Lucas también es el único en poner en boca de uno de los ladrones crucificados junto a Jesús la devoción propia del caso –“¿Cómo, ni aun tú temes a Dios, estando como estás en el mismo suplicio –dirá al otro ladrón, que se burla- Y nosotros a la verdad estamos en él justamente, pues pagamos la pena merecida por nuestros delitos; pero éste ningún mal ha hecho”. Incluso escribe dos ángeles en el sepulcro donde Mateos y Marcos pusieran uno.
Juan es el más prolijo de los cuatro y un serio competidor de Lucas en términos de innovación: suya es la novedad de que, presentados a prender a Jesús en el huerto de los olivos, caigan en tierra al responder aquel. Aquí no hay orejas cortadas o reintegradas. Cuando Pilatos pregunta al pueblo por qué ha de condenar a Jesús, éste le responde en clave política –“si sueltas a ese, no eres amigo de César; puesto que cualquiera que se hace rey, se declara contra César”. Más aún: Juan no recuerda que Barrabás existiera o que hubiera ladrones crucificados a derecha e izquierda de Jesús.
Si ninguno leyó el testimonio de los otros mientras escribía el propio es aún más raro que pensar que sí lo hicieron, porque entonces las diferencias serían aún más inexplicables. Quien quiera que los escribiera o ensamblara en el orden canónico, no podía dejar de ver que ni siquiera pueden ser leídos como una historia en evolución obvia: todo lo que Lucas añade a los Evangelios precedentes, lo borra Juan de un plumazo. No lo matiza: lo hace desaparecer.
A la tentación de interpretar los Evangelios como respectivos borradores, publicados uno tras otro para dar mayor verosimilitud en tanto que multiplicados sus testigos posibles, se suma esa rareza que no lo es: la incongruencia preside los libros que forman el Antiguo Testamento ya desde el Génesis, verdadero despropósito narrativo, en el que el personaje principal cambia de opinión en cada página, más cuanto más enfáticamente viene de jurar una cosa y la contraria.
Desmenuzados los hechos básicos que conforman la traición y muerte de Jesús –anuncio de la traición, traición, involucración romana sin quererlo, muerte y resurrección- las diferencias en los detalles son tales que animan a pensar que o bien uno de los cuatro escritores no llegó a ver nada, o no lo hizo ninguno.
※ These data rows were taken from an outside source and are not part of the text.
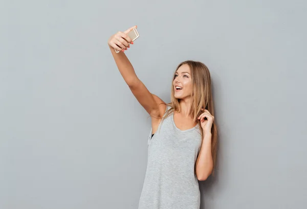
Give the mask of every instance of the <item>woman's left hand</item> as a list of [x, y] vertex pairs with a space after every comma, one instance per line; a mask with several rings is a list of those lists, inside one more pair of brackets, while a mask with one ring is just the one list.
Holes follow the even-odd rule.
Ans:
[[[202, 109], [202, 110], [204, 111], [204, 112], [201, 114], [198, 119], [201, 120], [201, 125], [203, 128], [203, 131], [204, 133], [211, 133], [211, 129], [214, 120], [214, 117], [212, 115], [209, 111], [207, 109], [204, 110]], [[205, 118], [207, 118], [207, 120], [205, 120]]]

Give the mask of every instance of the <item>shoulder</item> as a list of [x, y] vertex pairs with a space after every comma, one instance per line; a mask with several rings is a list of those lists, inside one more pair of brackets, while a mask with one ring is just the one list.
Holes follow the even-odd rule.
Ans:
[[158, 104], [158, 109], [157, 111], [153, 113], [154, 117], [162, 118], [163, 117], [164, 113], [165, 112], [165, 110], [166, 110], [167, 104], [164, 102], [162, 99], [161, 99], [157, 95], [152, 95], [152, 97], [154, 97], [154, 99], [155, 99], [155, 101], [156, 104]]

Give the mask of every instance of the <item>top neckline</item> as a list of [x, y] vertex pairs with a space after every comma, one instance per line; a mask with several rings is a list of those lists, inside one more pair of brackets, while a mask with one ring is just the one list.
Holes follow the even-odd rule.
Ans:
[[179, 128], [178, 128], [178, 127], [177, 127], [177, 126], [176, 126], [176, 124], [175, 124], [175, 119], [174, 119], [174, 112], [173, 112], [172, 114], [171, 114], [171, 121], [172, 122], [172, 124], [174, 125], [174, 127], [176, 128], [176, 129], [177, 129], [178, 131], [182, 132], [188, 132], [188, 131], [192, 131], [194, 129], [195, 129], [196, 128], [197, 128], [199, 126], [198, 123], [197, 124], [196, 124], [196, 126], [194, 126], [192, 128], [189, 128], [188, 129], [186, 129], [186, 130], [181, 130]]

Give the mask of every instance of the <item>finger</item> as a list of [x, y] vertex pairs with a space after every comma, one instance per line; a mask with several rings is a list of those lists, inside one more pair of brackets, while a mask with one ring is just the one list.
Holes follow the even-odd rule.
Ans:
[[205, 118], [207, 118], [207, 119], [208, 119], [210, 118], [210, 115], [209, 115], [207, 114], [203, 114], [202, 117], [201, 117], [201, 121], [202, 121], [202, 120], [205, 120]]
[[[126, 34], [124, 33], [119, 32], [118, 32], [118, 35], [120, 36], [126, 42], [128, 45], [129, 45], [128, 43], [131, 43], [132, 42], [132, 39], [131, 38], [129, 37], [129, 36]], [[119, 40], [120, 41], [120, 40]], [[124, 43], [123, 43], [124, 44]], [[127, 46], [128, 47], [128, 46]]]
[[119, 46], [119, 47], [122, 48], [122, 49], [124, 49], [124, 50], [127, 50], [127, 48], [126, 47], [126, 46], [124, 45], [124, 44], [123, 44], [122, 43], [122, 42], [120, 42], [120, 41], [116, 40], [114, 41], [114, 43], [115, 43], [115, 44], [116, 45], [117, 45], [118, 46]]
[[123, 50], [122, 48], [116, 45], [115, 43], [111, 43], [111, 47], [119, 51]]
[[127, 34], [127, 33], [129, 33], [130, 31], [132, 31], [134, 28], [138, 28], [138, 26], [135, 26], [133, 27], [130, 28], [129, 29], [125, 30], [124, 33]]
[[202, 117], [202, 116], [203, 116], [204, 115], [204, 114], [205, 114], [205, 112], [203, 112], [202, 114], [201, 114], [201, 115], [198, 117], [198, 119], [200, 119]]

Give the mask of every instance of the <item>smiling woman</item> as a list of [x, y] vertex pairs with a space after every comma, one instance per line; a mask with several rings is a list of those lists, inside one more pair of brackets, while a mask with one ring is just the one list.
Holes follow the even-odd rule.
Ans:
[[[108, 41], [121, 75], [140, 104], [151, 117], [147, 167], [139, 209], [199, 209], [198, 180], [213, 173], [217, 130], [209, 69], [203, 63], [180, 63], [172, 81], [170, 103], [151, 94], [136, 75], [123, 52], [136, 26]], [[207, 120], [206, 120], [207, 119]]]

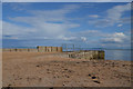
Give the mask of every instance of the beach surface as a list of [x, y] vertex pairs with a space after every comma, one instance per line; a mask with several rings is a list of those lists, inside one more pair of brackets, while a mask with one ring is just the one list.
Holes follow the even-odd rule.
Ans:
[[131, 61], [2, 52], [3, 87], [131, 87]]

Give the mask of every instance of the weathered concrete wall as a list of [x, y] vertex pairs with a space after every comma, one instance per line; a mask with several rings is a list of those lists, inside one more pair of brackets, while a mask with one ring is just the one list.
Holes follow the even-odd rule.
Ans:
[[69, 58], [75, 58], [75, 59], [104, 59], [104, 51], [89, 50], [89, 51], [69, 52]]
[[62, 47], [37, 47], [39, 52], [62, 52]]

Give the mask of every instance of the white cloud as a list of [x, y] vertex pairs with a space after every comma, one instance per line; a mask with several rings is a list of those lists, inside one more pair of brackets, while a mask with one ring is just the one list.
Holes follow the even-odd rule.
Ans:
[[115, 6], [112, 9], [109, 9], [108, 12], [108, 19], [117, 22], [121, 20], [123, 12], [131, 10], [131, 3], [124, 4], [124, 6]]
[[89, 23], [93, 23], [96, 27], [109, 27], [115, 23], [127, 23], [130, 18], [123, 18], [123, 16], [124, 16], [124, 12], [130, 10], [131, 10], [131, 3], [115, 6], [106, 10], [108, 14], [105, 18], [89, 21]]
[[123, 24], [117, 24], [117, 27], [122, 27]]
[[80, 24], [68, 21], [65, 14], [78, 8], [80, 7], [70, 4], [57, 10], [29, 11], [32, 17], [9, 18], [11, 21], [27, 23], [29, 27], [3, 21], [3, 36], [7, 39], [58, 39], [61, 36], [64, 40], [73, 39], [66, 37], [68, 30]]
[[81, 37], [81, 40], [85, 42], [85, 41], [86, 41], [86, 38], [85, 38], [85, 37]]
[[91, 17], [91, 18], [99, 18], [100, 16], [98, 16], [98, 14], [90, 14], [89, 17]]
[[117, 43], [117, 42], [124, 42], [126, 38], [127, 37], [123, 32], [115, 32], [115, 33], [105, 36], [105, 38], [102, 39], [102, 41], [106, 43], [113, 43], [113, 42]]
[[2, 0], [3, 2], [131, 2], [132, 0]]

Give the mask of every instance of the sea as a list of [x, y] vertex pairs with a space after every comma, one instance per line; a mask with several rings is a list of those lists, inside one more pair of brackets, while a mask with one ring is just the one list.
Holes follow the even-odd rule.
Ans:
[[106, 60], [127, 60], [131, 61], [133, 57], [131, 57], [130, 49], [105, 49], [105, 59]]
[[[29, 47], [18, 47], [18, 48], [29, 48]], [[35, 48], [35, 47], [31, 47]], [[105, 60], [133, 60], [133, 49], [101, 49], [101, 48], [82, 48], [81, 50], [104, 50]]]

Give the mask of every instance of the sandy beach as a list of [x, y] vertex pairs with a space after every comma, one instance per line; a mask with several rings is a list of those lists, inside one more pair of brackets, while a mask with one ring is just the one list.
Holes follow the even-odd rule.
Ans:
[[130, 87], [131, 61], [3, 52], [3, 87]]

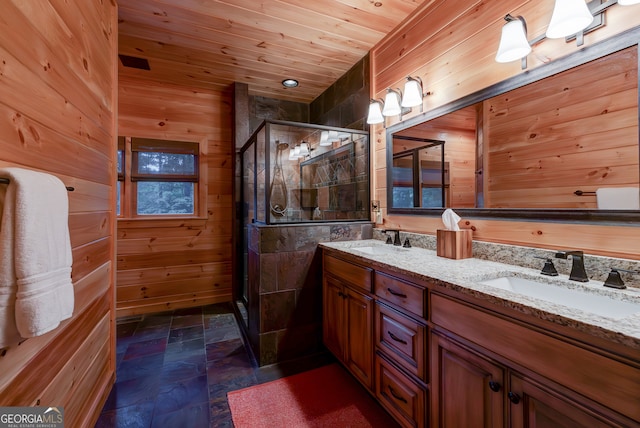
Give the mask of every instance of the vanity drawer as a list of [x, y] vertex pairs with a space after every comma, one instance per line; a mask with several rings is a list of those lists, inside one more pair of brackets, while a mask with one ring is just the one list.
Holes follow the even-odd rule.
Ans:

Que a todos acaso les fue contada la historia, y a la imaginación de cada cual quedó hacerla más amena según la propia inventiva.
Literariamente, el relato se sostiene como ficción autónoma porque su trama es magnífica –ganas dan de volcarlo al estilo de un Sófocles para advertir la grandeza de su estructura teatral- pero su redacción, al servicio de una pedagogía, cuya torpeza curiosamente Jesús reprocha a sus discípulos cada poco, va en contra de la naturaleza misma del drama expuesto. Su materia es literatura y su estilo no. Solo así se podría crear un personaje como Lázaro –el más poderoso de los Evangelios, junto al Judas fabulado por Nikos Kazantzakis- para desaprovecharlo completamente.